Yes, those Brooklyn Nets. The ones who start:
Jeremy Lin (career back-up)
Randy Foye (career back-up)
Caris LeVert (promising rookie, but a rookie not named Joel Embiid)
Rondae Hollis-Jefferson (mediocre)
and Brook Lopez, who’s a good player.
So, essentially, the Grizzlies just lost to a team with 51 losses and one guy I’d consider good enough to be a starting player in the NBA right now. That’s a weird way to try and avoid a 2-7 matchup with San Antonio.
A few thoughts:
Grizzlies coach David Fizdale has done a mostly good job in his first season. Such a good job, frankly, that the fact that he’s a first-year NBA coach is very rarely ever a discussion piece. And he’s had his fair share of challenges, to be fair.
In the offseason, he informed Zach Randolph — a founding father of the Core Four — that his services would no longer be needed in the starting lineup, and that he’d be better suited coming off the bench.
The Grizzlies went into the season with two rookies as backup point guard options. One’s not really very good and the other is too reckless to trust at this juncture.
And then there’s the whole Chandler Parsons dilemma, which hangs over the franchise like a slow-moving cloud. Start him? Sit him? Shut him down? For better or worse, Fizdale has had Parsons’ back to the fullest — mostly for worse, but I get it.

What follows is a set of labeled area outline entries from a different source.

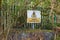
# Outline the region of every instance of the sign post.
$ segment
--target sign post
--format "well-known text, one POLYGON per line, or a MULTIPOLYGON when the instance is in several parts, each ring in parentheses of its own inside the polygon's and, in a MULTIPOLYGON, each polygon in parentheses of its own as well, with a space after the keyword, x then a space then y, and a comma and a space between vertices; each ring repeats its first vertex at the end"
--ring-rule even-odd
POLYGON ((32 29, 34 29, 35 23, 41 23, 41 12, 38 10, 27 10, 27 23, 32 23, 32 29))

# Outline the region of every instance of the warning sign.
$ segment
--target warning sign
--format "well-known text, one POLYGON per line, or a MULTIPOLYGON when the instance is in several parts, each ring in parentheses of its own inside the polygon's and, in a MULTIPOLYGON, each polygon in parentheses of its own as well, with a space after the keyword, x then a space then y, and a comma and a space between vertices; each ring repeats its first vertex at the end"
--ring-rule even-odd
POLYGON ((27 23, 40 23, 41 12, 38 10, 27 10, 27 23))

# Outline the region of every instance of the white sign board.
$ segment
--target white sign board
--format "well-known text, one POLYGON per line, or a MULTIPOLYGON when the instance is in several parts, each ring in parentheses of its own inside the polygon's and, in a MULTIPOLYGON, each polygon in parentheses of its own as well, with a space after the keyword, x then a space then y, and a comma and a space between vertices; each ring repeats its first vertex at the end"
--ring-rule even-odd
POLYGON ((41 12, 38 10, 27 10, 27 23, 40 23, 41 12))

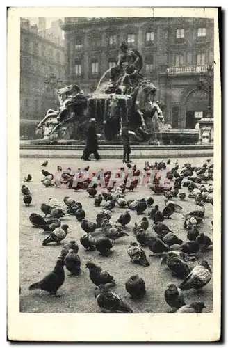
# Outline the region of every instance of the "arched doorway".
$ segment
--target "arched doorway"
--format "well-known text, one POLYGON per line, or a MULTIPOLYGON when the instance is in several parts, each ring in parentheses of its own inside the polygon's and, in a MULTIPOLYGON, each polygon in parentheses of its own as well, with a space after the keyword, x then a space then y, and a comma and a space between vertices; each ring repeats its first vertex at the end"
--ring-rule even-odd
POLYGON ((209 93, 204 89, 197 89, 190 92, 186 105, 186 128, 193 129, 196 123, 203 117, 209 105, 209 93))

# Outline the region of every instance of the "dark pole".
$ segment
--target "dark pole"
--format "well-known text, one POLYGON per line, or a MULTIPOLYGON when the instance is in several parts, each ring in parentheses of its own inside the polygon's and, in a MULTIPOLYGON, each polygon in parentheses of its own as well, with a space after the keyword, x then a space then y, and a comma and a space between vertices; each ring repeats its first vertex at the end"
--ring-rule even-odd
POLYGON ((58 88, 61 84, 63 83, 62 80, 60 78, 57 79, 57 77, 54 74, 51 74, 49 77, 45 79, 44 84, 46 85, 46 88, 48 92, 52 91, 52 99, 53 103, 56 106, 57 103, 56 100, 55 95, 55 90, 56 88, 58 88))
POLYGON ((209 118, 213 117, 213 98, 212 98, 212 93, 213 93, 213 67, 210 65, 207 68, 208 76, 209 76, 209 106, 208 106, 208 115, 207 117, 209 118))

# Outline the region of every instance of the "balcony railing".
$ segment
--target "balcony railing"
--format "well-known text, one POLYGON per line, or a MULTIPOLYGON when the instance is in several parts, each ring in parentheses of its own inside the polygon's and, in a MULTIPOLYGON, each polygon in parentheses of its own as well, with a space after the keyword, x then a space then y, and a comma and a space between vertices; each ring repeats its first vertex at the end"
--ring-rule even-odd
POLYGON ((82 51, 83 45, 75 45, 75 51, 82 51))
POLYGON ((179 66, 168 68, 168 74, 197 74, 207 72, 207 65, 179 66))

Tonight, however, was not Fizdale’s finest moment. To give the team a spark, he inserted Andrew Harrison into the starting lineup for Tony Allen and Brandan Wright for JaMycal Green. It didn’t work, obviously.
Harrison and Douglas combined for 45 minutes, which is probably 25 minutes too many, even against a 51-loss team.
Some will look at Monday’s loss and chalk it up to the same ole Grizzlies, those wily veterans playing down to their competition and getting picked off by a young, athletic team.
There’s a reason why this one feels a bit more disturbing than just a historical trend that may or may not be factually true, though. And that reason is that, with a month left in the regular season, the Grizzlies are still figuring it out. There’s no consistency in the wing rotation. Parsons is … well, there. The Grizzlies don’t know what they are anymore.
In years past, they didn’t have the shooting, sure, and so the postseason upside would always be relatively low. But they had the defensive identity and knew exactly what they did well. This team doesn’t look like it does.